In most cases, you need access to an invoice operator network to send or receive e-invoices. Here’s what you need to know about open and closed e-invoice networks, how to choose a network for your business, and what the traditional e-invoice network operators don’t want you to know.
Invoice operator networks: the infrastructure of e-invoicing
Many countries and regions have so-called operator networks to exchange electronic invoices and other transactional documents between companies and organizations.
The networks are essentially collaborations—links—between service providers enabling access to various e-invoice networks. These companies are called e-invoice operators, or sometimes VAN services or VAN operators (Value Added Networks).
To send e-invoices from a company to another organization, locally or internationally, the senders’ and receivers’ invoice operators need to get in touch and usually set up a conversion script to make the e-invoice manageable in the recipient’s system.
Besides allowing the exchange of electronic documents, customers to e-invoice operators can sometimes also utilize additional value-adding services, such as tools to support accounts payable processes, approval workflow, and more.
It is often a strong selling point with customer benefits such as increased digitization, increased efficiency in the finance process, and reduced environmental impact.
The traditional invoice operator setup
The traditional invoice operator networks can be characterized as closed networks.

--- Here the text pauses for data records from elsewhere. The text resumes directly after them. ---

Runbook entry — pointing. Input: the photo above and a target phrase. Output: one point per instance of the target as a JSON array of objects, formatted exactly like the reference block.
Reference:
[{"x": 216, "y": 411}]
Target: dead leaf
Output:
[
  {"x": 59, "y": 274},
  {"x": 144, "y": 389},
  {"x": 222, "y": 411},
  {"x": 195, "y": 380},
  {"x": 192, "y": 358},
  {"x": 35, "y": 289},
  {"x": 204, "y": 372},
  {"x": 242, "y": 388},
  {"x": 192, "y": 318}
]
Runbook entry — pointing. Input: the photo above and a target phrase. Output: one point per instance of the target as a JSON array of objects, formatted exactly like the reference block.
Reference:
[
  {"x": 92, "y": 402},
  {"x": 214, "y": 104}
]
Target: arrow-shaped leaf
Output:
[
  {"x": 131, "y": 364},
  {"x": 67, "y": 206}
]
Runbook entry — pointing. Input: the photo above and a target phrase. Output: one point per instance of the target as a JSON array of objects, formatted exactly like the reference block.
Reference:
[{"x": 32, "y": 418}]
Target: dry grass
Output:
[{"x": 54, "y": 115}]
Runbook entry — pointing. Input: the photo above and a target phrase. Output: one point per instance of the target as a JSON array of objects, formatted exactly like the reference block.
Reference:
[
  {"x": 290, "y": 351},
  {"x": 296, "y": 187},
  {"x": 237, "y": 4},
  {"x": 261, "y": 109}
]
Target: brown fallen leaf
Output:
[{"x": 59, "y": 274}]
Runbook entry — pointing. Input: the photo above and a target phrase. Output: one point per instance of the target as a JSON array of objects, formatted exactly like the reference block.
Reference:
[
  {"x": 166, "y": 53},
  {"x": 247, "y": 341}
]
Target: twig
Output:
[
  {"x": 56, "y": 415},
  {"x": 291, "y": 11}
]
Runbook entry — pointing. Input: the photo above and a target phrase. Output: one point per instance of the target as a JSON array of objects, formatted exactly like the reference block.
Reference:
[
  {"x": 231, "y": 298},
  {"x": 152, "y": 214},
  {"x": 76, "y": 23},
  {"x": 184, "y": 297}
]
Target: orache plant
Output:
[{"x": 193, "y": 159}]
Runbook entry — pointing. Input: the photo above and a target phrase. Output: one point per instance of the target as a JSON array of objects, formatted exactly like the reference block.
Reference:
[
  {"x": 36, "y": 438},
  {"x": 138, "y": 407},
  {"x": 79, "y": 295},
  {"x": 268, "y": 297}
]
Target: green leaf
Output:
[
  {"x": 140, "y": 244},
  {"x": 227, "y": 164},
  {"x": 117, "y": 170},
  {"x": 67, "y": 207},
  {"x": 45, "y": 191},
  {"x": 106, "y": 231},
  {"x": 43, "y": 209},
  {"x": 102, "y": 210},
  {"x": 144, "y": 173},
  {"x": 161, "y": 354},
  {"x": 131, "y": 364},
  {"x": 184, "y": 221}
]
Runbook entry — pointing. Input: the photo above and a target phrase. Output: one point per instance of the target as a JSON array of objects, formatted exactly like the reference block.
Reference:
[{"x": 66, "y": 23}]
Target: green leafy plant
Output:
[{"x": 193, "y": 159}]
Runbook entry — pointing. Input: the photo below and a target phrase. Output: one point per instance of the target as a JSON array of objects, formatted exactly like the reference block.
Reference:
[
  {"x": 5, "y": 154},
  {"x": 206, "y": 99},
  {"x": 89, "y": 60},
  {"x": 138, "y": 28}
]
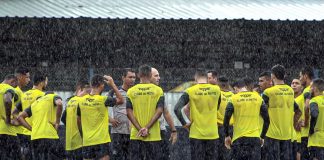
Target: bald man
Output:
[{"x": 166, "y": 117}]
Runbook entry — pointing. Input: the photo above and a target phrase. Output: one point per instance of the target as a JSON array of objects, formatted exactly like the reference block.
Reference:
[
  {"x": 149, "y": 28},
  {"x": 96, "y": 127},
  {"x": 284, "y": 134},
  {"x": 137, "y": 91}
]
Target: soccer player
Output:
[
  {"x": 281, "y": 108},
  {"x": 299, "y": 99},
  {"x": 226, "y": 94},
  {"x": 39, "y": 84},
  {"x": 93, "y": 111},
  {"x": 145, "y": 103},
  {"x": 306, "y": 75},
  {"x": 316, "y": 131},
  {"x": 73, "y": 138},
  {"x": 246, "y": 107},
  {"x": 212, "y": 77},
  {"x": 204, "y": 100},
  {"x": 120, "y": 130},
  {"x": 265, "y": 81},
  {"x": 23, "y": 76},
  {"x": 166, "y": 117},
  {"x": 46, "y": 113},
  {"x": 8, "y": 138}
]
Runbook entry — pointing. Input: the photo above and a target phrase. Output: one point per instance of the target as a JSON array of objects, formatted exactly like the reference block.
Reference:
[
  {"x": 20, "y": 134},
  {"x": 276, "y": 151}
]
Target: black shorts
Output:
[
  {"x": 165, "y": 144},
  {"x": 9, "y": 148},
  {"x": 95, "y": 151},
  {"x": 74, "y": 154},
  {"x": 295, "y": 149},
  {"x": 120, "y": 146},
  {"x": 223, "y": 152},
  {"x": 316, "y": 153},
  {"x": 140, "y": 150},
  {"x": 277, "y": 149},
  {"x": 246, "y": 148},
  {"x": 48, "y": 149},
  {"x": 25, "y": 144},
  {"x": 204, "y": 149},
  {"x": 304, "y": 152}
]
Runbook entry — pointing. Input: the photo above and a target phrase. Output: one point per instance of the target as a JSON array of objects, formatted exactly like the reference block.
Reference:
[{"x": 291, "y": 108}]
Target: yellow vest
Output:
[
  {"x": 29, "y": 98},
  {"x": 19, "y": 93},
  {"x": 281, "y": 112},
  {"x": 317, "y": 138},
  {"x": 247, "y": 107},
  {"x": 5, "y": 128},
  {"x": 73, "y": 139},
  {"x": 144, "y": 98},
  {"x": 203, "y": 100},
  {"x": 304, "y": 130},
  {"x": 222, "y": 107},
  {"x": 94, "y": 120},
  {"x": 43, "y": 117}
]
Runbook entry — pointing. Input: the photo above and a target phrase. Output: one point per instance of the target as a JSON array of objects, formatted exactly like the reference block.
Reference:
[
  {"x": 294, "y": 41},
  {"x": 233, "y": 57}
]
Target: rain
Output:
[{"x": 69, "y": 49}]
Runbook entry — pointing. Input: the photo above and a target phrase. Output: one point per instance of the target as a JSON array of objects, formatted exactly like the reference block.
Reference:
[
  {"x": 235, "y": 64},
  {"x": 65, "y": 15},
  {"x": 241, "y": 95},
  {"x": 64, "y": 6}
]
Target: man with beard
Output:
[{"x": 39, "y": 84}]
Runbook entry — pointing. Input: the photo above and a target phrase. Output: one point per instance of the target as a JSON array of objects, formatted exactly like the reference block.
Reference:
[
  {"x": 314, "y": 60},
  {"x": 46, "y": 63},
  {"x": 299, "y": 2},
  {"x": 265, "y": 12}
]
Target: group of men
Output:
[{"x": 238, "y": 121}]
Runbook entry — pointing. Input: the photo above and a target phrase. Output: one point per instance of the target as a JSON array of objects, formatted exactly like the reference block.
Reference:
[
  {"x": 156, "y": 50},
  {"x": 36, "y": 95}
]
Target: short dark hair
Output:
[
  {"x": 21, "y": 70},
  {"x": 126, "y": 70},
  {"x": 38, "y": 77},
  {"x": 145, "y": 71},
  {"x": 82, "y": 84},
  {"x": 319, "y": 84},
  {"x": 266, "y": 74},
  {"x": 213, "y": 72},
  {"x": 249, "y": 83},
  {"x": 239, "y": 83},
  {"x": 201, "y": 72},
  {"x": 279, "y": 71},
  {"x": 10, "y": 77},
  {"x": 223, "y": 81},
  {"x": 308, "y": 71},
  {"x": 97, "y": 80}
]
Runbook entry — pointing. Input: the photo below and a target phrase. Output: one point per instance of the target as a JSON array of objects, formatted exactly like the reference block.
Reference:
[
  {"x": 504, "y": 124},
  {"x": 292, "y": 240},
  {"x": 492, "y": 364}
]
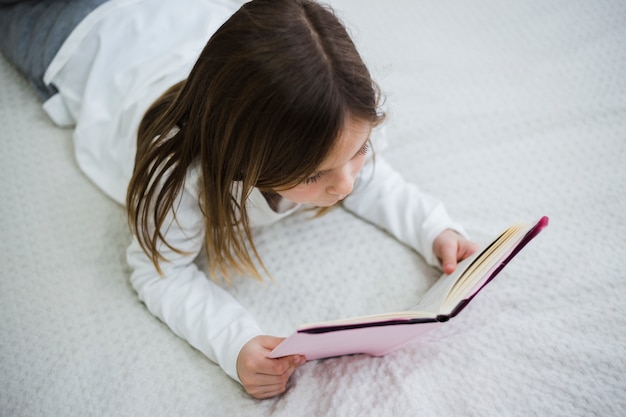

The setup is managed so that the e-invoice operators are gatekeeping intermediates in the exchanges between their customers.
To send and receive messages within any e-invoice network, both sender and receiver of the e-invoicemust separately have an agreement with an e-invoice operator.
In traditional networks, invoice operators connecting two business partners must correspond to set up an interlinking communication between their respective operators. It is often a time-consuming process, including various tests and manual validations. In the end, this procedure adds to the costs for customers of traditional e-invoice operator solutions.
The situation has been similar across the globe. Let’s take Sweden as an example: Svefaktura has traditionally been the most common format within the local operator network in Sweden since the government-initiated launch in 2005.
The 13-digit GLN number has commonly been used as the inbox address, organization-specific e-invoice address for a company or organization that has implemented e-invoicing called identifier.
Svefaktura is based on UBL, Universal Business Language, a widespread global XML data standard for business documents. There are, however, plenty of other format standards using or not using UBL, for example, OIOUBL in Denmark and Finvoice in Finland, to name a few. The data format and standard define how the e-invoice should be set up, such as line-items, header information, and more. If you have an ERP set to process Svefaktura, you can’t seamlessly manage OIOUBL, and vice versa.
How Peppol is changing the operator landscape
In the last few years, the traditional e-invoice landscape has changed radically.
In 2019 Peppol, an new open network to exchange electronic documents, has simplified e-invoicing significantly for all types of organizations and has quickly become a new standard. While the lowered cost and ease of use has benefited most organizations, e-invoicing has become especially accessible for small and mid-size businesses.
Peppol was initiated by the European Commission, foremost to serve the global needs of interoperability and efficiency in e-invoicing and besides the European Union, new countries are continuously being connected. Australia and Singapore are just a few recent nodes.
The catalyst for the recent development is the EU Directive 2014/55/EU; the entire public sector within the European Union is now required only to accept e-invoices and must be able to receive invoices through the Peppol network.
Regulators across Europe has been active in accelerating the transition towards Peppol and open networks. The recommendation is clear; switch to Peppol and inform your customers and suppliers of the new routine.
In Sweden, DIGG, The Swedish Agency for Digital Government, and SFTI, a public sector joint digitization initiative handling the standard for Svefaktura, has decided to stop supporting Svefaktura from 1 April 2021 ultimately and recommends a transition to PEPPOL as an e-invoice format. Authorities in other EU countries are moving in the same direction with their respective local networks and formats.
Peppol: the open e-invoice network
Peppol differs from other networks by being an open network, not depending on local invoice operators’ interoperability.
Companies and organizations can quickly exchange e-invoices and various other e-documents via their Peppol Participant Identifier, called Peppol ID. No operator agreements, setups, or conversions are needed for the exchange to take place. The only thing needed is access to a Peppol-certified Access Point. Invoices can easily be created and received in the invoice management software, via ERP integrations, or both.
How Peppol differs from traditional networks
Peppol is disruptive on several levels—which is not necessarily welcomed by all actors.
Local invoice operator networks have strong incentives to advocate their specific local format instead of Peppol.
The reason is strictly commercial—significant revenue streams for traditional e-invoice operators come from maintaining closed networks. In Peppol, no agreements are required between sender and recipient or operator. The only thing needed is the address, the Peppol ID, for transactional documents to be exchanged.
There are no fees between the parties within the PEPPOL network, but operators and recipients of Peppol e-invoices may charge each other according to EU regulations.
Users of Qvalia can sign up for free and register one or more addresses within minutes. Sending and receiving e-invoices is also free of charge.
Compared to the old local network structure, Peppol is a leap forward and good news for companies aspiring to take their digital transformation further.